"La vita davanti a sé", film anonimo ma con una Loren da Oscar

Un racconto di integrazione e tolleranza, attutito nella potenza da una certa retorica didascalica, ma che merita la visione per un dono irrinunciabile chiamato Sophia Loren

"La vita davanti a sé", film anonimo ma con una Loren da Oscar

Edoardo Ponti nel film La vita davanti a sé, targato Netflix Original e disponibile sull’omonima piattaforma, dirige sua madre, l’intramontabile Sophia Loren, tornata finalmente sul set dopo quasi dieci anni. L’interpretazione della splendida attrice ottantaseienne è magistrale e intensa, non stupisce che oltreoceano si parli già di candidatura all’Oscar.

A lasciare delusi è che una tale visione avvenga in un film che non va a segno e che, nel complesso, se non fosse per la presenza della diva, si dimenticherebbe in fretta.

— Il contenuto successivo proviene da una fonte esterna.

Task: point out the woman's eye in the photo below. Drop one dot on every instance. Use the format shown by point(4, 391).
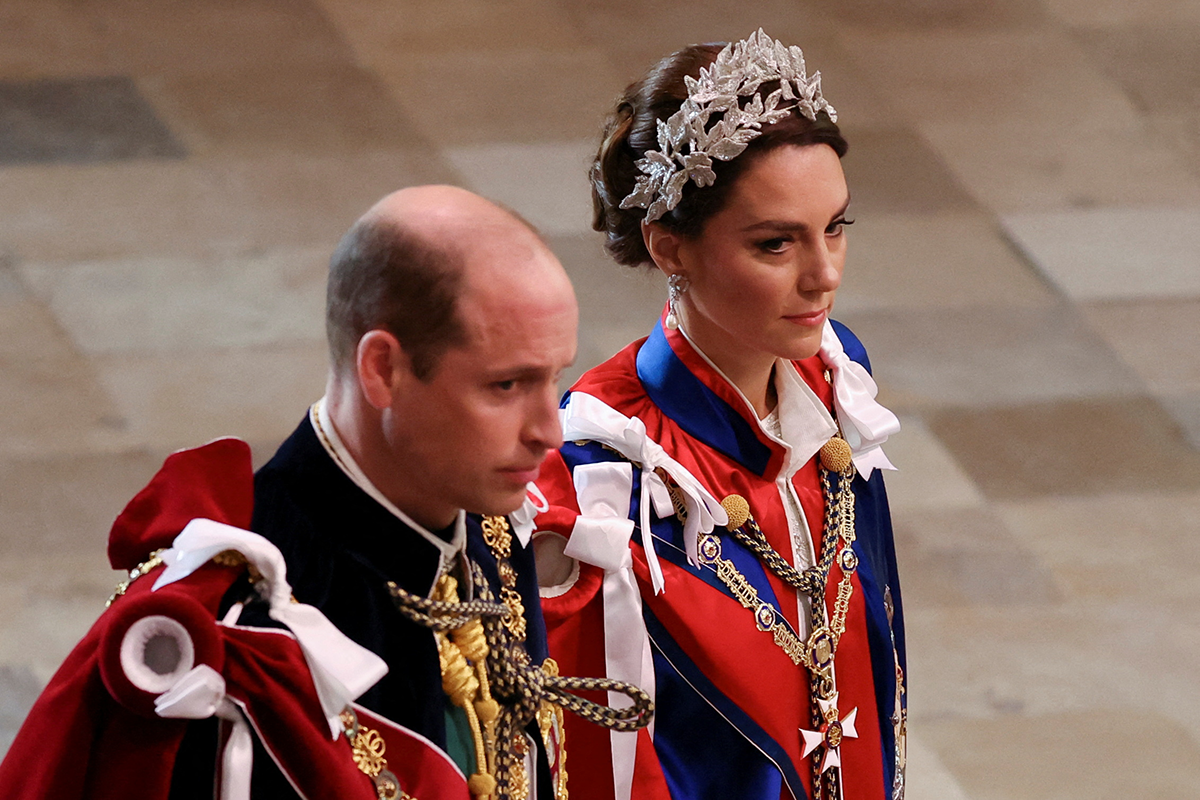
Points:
point(838, 227)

Malgrado racconti una storia di solitudine, amore e solidarietà, “La vita davanti a sé” manca, infatti, di graffio emotivo: la regia è equilibrata ma convenzionale, la scrittura impalpabile al punto da risultare anonima e i temi, di portata universale, osservati solo in superficie.

La trama del film è quella del romanzo che Romain Gary scrisse nel 1975, con lo pseudonimo di Émile Ajar, ma la narrazione è qui spostata dalla Belleville di Parigi all’altrettanto multietnica Bari. Madame Rosa (la Loren) è un’ebrea sopravvissuta ai lager ed ex prostituta che, raggiunta la tarda età, sbarca il lunario offrendo rifugio ai figli di chi ancora fa il mestiere e non saprebbe a chi lasciarli. Un giorno il vicino di casa, il Dottor Cohen (Renato Carpentieri), affidatario di Momò (l’esordiente Ibrahima Gueye), dodicenne di origini senegalesi divenuto ingestibile, le chiede di ospitare il ragazzino un paio di mesi, il tempo di trovargli una nuova sistemazione. Inizialmente molto riluttante, avendo subito un furto in strada ad opera proprio del turbolento soggetto, Madame Rosa alla fine accetta di prendersene carico. Nonostante la differenza d’età, di etnia e di temperamento, tra i due nascerà un sincero sentimento d’amicizia.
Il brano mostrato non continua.